EDF's role in US nuclear market is clouded
Time may be running out for French energy giant EDF to gain a stronger foothold in the US nuclear sector, after it rejected a government loan deal for a new reactor and lost its local partner.
Since parting ways with US firm Constellation in October, EDF has vowed to find a new partner for its American subsidiary Unistar, and to press ahead with construction of a new reactor at Calvert Cliffs, Maryland.
But according to several sources familiar with the situation, EDF has missed a golden opportunity by refusing the 7.5 billion dollar loan guarantee from the Department of Energy (DoE) to help build the reactor.
The DoE "had offered a term sheet to Unistar and they didn't like the terms," according to an administration source.
The French group must find a new local partner because US law requires that firms operating nuclear reactors must be majority US-owned.
A spokeswoman for EDF insisted that the group was still "actively engaged with the DoE" to push the project forward.
But sources close to the case say EDF faces an uphill struggle.
"EDF has said it wants to search for a new partner, but in not accepting this loan guarantee, it deprives itself of financing for the project -- its main guarantee of finding a partner," said one source.
The pitch has also been tilted against EDF since Republicans' victory at recent parliamentary and legislative elections.
According to several US sources, officials are now under increasing political pressure not to offer any financing facility to EDF, also known as Electricite de France.
But officially the government remains "optimistic" about the outcome of the discussions.
Maryland Democratic Representative Steny Hoyer remains "very engaged" with the project, according to his office, which added that the congressman sees a "strong commitment" from EDF to build the reactor in his district.
But a US government official indicated that good will toward the French group is eroding and time is short to rekindle it.

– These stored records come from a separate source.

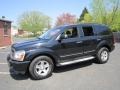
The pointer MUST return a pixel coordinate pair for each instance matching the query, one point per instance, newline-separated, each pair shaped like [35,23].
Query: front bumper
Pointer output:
[17,66]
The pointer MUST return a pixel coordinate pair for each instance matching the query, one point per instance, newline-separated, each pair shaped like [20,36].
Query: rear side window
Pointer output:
[88,31]
[102,30]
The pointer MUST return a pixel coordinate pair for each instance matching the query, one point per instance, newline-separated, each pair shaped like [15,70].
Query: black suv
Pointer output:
[61,46]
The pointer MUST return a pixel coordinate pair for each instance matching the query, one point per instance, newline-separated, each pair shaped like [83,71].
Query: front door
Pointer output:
[70,46]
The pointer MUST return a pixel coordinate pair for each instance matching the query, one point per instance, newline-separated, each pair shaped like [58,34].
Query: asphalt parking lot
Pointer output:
[82,76]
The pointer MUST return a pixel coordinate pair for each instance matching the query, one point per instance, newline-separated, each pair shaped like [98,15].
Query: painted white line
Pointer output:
[4,52]
[3,63]
[6,73]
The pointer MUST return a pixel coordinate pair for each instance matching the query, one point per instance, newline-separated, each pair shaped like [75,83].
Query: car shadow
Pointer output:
[17,76]
[61,69]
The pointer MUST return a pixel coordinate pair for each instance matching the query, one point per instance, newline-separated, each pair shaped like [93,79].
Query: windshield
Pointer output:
[49,34]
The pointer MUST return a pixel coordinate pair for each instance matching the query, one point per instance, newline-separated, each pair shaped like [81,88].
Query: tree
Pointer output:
[87,18]
[66,18]
[106,12]
[85,11]
[33,21]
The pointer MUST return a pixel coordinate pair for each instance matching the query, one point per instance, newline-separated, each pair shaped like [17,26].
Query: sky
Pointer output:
[12,9]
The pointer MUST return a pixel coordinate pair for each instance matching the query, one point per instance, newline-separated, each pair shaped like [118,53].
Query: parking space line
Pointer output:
[4,52]
[3,63]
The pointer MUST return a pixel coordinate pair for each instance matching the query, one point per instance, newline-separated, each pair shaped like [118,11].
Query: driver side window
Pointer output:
[70,33]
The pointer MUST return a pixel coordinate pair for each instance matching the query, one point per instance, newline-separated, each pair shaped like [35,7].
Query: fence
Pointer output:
[117,37]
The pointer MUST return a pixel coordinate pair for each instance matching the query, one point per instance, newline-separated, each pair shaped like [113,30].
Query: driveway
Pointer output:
[81,76]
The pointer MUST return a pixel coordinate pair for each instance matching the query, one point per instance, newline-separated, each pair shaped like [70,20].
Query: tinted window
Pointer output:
[102,30]
[88,31]
[70,33]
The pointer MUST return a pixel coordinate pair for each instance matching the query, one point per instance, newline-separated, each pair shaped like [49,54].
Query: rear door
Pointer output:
[89,39]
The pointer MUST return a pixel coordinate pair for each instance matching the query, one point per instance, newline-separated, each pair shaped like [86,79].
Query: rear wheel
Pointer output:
[102,55]
[41,67]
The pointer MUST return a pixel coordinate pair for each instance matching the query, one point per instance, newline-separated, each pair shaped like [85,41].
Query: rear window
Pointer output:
[102,30]
[88,31]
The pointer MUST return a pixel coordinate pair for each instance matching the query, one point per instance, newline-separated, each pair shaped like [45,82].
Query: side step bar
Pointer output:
[76,61]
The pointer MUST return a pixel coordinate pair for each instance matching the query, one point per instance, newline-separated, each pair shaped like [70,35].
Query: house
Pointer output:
[5,32]
[14,31]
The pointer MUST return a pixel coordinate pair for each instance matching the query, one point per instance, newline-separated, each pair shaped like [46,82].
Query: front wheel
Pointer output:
[102,55]
[41,67]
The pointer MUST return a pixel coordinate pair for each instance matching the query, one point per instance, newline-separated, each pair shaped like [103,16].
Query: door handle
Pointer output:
[79,42]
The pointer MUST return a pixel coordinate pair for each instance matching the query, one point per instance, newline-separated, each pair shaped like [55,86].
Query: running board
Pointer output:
[76,61]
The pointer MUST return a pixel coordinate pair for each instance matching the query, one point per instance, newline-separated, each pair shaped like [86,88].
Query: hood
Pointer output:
[28,44]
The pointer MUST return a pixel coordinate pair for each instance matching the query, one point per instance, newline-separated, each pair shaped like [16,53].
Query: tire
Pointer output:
[102,55]
[41,67]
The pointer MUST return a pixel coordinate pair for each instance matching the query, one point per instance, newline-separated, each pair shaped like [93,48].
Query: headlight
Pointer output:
[19,55]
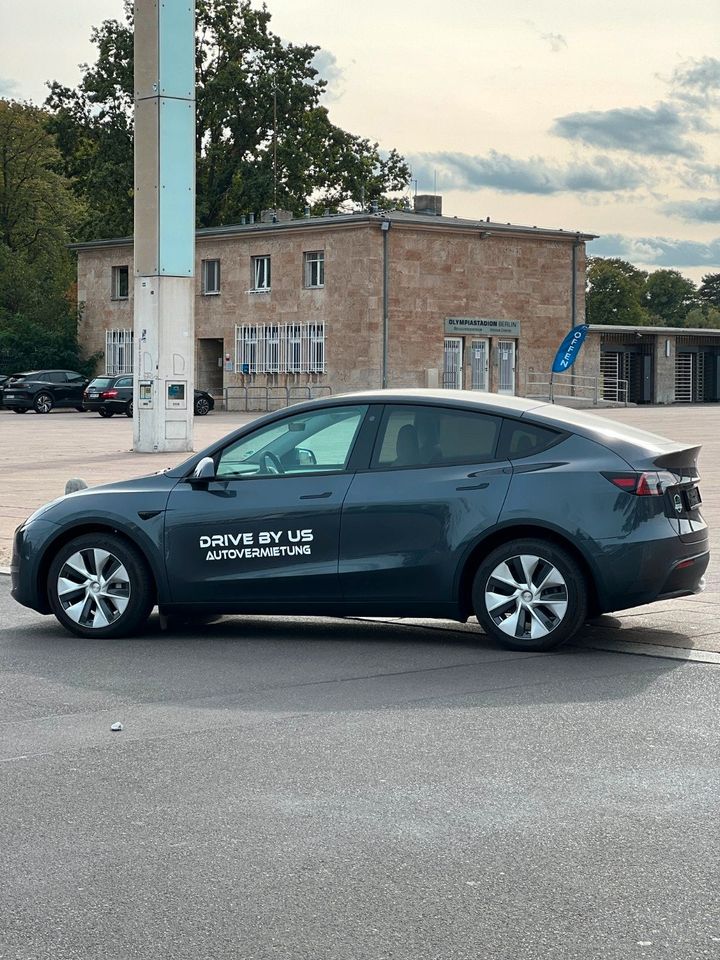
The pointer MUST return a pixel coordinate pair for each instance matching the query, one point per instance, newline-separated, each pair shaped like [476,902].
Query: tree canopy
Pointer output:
[263,137]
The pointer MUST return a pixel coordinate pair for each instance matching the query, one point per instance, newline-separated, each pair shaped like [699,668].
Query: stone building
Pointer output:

A recent attempt to extend loan guarantees to support US nuclear power projects has just failed in Congress.
Some 18.5 billion dollars remains budgeted for nuclear projects. The state has already allocated 8.3 billion dollars to a Japanese-American project in Georgia and funding for just one other reactor is expected.
On that count EDF faces strong competition from US producer NRG, which is proposing a Toshiba-built reactor in Texas.
But according to one source, the Obama administration would prefer the loan guarantee to go to the Calvert Cliffs project in Maryland, which is a Democratic state, rather than to NRG's project in largely Republican Texas.
According to the same source the DoE would also prefer the money go to EDF to avoid the risk of making the US nuclear sector over-reliant on Japanese technology.
That could be a crucial issue as the United States looks to replace around 100 existing reactors beginning around 2020.
But the longer the EDF process draws out, the more it is likely to be tied up by political and economic constraints, beyond the overarching debate about the future of US nuclear energy.